How to count a feature x if y condition is true (bigquery)

17.8k Views Asked by At

I am new in machine learning and I am running one of my first machine learning problems. I do a lot of research by myself but could not find the solution for this question.

I am creating new variables from my dataset in Bigquery. One of the variables consists in count a variable (x) if a condition in variable (y) is met. I cannot use WHERE or HAVING since the condition is only related to the calculation of this specific variable.

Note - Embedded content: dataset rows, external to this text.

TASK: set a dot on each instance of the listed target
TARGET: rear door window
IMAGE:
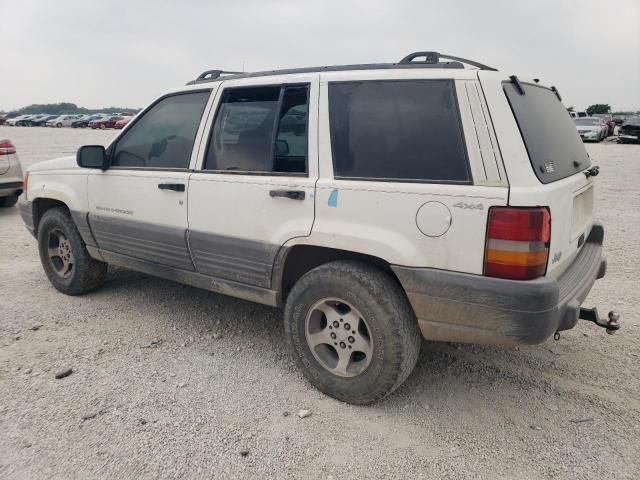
(164, 136)
(398, 130)
(260, 130)
(550, 135)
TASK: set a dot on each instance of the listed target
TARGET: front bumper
(459, 307)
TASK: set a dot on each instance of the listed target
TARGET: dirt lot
(173, 382)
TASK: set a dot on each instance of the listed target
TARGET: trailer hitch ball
(613, 322)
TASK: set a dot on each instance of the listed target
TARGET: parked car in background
(83, 121)
(11, 183)
(41, 120)
(62, 121)
(611, 125)
(592, 129)
(121, 123)
(630, 131)
(25, 120)
(107, 122)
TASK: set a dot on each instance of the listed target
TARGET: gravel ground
(174, 382)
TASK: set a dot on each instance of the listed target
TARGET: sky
(99, 53)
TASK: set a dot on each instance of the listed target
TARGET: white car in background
(62, 121)
(592, 129)
(15, 121)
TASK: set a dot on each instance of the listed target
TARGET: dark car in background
(41, 120)
(83, 122)
(108, 122)
(121, 123)
(608, 119)
(630, 131)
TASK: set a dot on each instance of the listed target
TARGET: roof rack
(433, 58)
(215, 74)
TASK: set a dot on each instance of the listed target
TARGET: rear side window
(407, 130)
(260, 130)
(550, 135)
(163, 137)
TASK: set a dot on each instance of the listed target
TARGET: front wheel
(352, 331)
(64, 256)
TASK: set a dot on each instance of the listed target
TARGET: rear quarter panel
(382, 218)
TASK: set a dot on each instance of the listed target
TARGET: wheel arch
(41, 205)
(293, 262)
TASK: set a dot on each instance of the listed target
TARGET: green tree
(598, 108)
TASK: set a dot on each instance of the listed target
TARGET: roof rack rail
(213, 74)
(433, 58)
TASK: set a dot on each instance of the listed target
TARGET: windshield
(587, 121)
(550, 136)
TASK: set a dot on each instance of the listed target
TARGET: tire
(387, 330)
(82, 273)
(8, 201)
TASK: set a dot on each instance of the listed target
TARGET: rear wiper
(592, 172)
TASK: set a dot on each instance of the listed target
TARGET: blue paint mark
(333, 199)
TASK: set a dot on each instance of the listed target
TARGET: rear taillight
(6, 147)
(517, 245)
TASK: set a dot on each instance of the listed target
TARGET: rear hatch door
(559, 160)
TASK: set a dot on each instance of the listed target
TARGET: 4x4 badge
(469, 206)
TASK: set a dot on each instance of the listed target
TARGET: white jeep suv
(374, 203)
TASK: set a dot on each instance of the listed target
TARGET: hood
(62, 163)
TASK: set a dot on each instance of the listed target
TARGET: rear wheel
(352, 330)
(8, 201)
(64, 255)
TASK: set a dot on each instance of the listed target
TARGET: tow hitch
(611, 324)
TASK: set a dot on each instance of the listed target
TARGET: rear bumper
(10, 188)
(459, 307)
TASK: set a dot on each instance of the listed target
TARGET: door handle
(176, 187)
(292, 194)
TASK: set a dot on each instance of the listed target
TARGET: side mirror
(282, 148)
(92, 156)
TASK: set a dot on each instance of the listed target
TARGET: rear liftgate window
(404, 130)
(549, 133)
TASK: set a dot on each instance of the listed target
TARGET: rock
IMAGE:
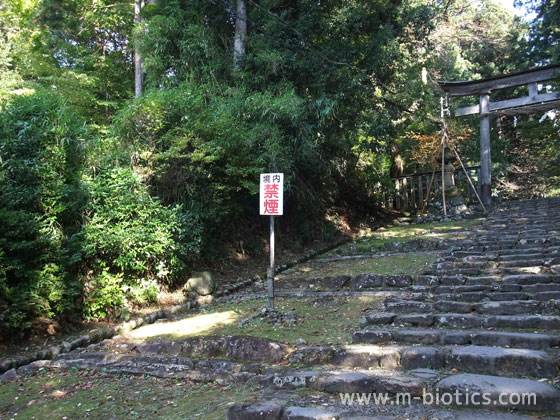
(335, 283)
(205, 300)
(65, 347)
(318, 355)
(514, 307)
(300, 413)
(426, 280)
(206, 346)
(294, 380)
(400, 384)
(451, 306)
(5, 365)
(456, 337)
(33, 367)
(364, 356)
(365, 281)
(256, 349)
(472, 296)
(371, 336)
(514, 339)
(452, 280)
(9, 376)
(418, 336)
(266, 410)
(523, 321)
(408, 306)
(398, 281)
(526, 279)
(458, 320)
(461, 389)
(424, 373)
(377, 318)
(420, 320)
(201, 283)
(346, 382)
(501, 361)
(171, 348)
(423, 357)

The code is more or less like this:

COUNT(DISTINCT sessionid IF(date > “2018-06-01” && date < “2018-06-30”)) 
AS sessions_lastmonth

I know that this code is not correct and could not be but is just a way to express more or less what I need. The goal is to know the number of sessions in a certain period. I cannot use the count for date because in one day you can have more than one session and not every row is a different session (a session can have several lines because the user can go through many pages in the same session).

Thank you!

2

There are 2 best solutions below

3
Mikhail Berlyant On BEST ANSWER

Below for BigQuery Standard SQL

COUNT(DISTINCT IF(date >= '2018-06-01' AND date <= '2018-06-30', sessionid, NULL)) AS sessions_lastmonth
1
Richard Hansell On

You said you couldn't use WHERE so I am going to assume that the answer that proposes you use WHERE won't fly?

I think you might need to use CASE instead, so your query might look something like:

COUNT(DISTINCT CASE WHEN date > “2018-06-01” AND date < “2018-06-30” THEN sessionid ELSE NULL END) AS sessions_lastmonth

That syntax might not be right, but it might help you onto the right track?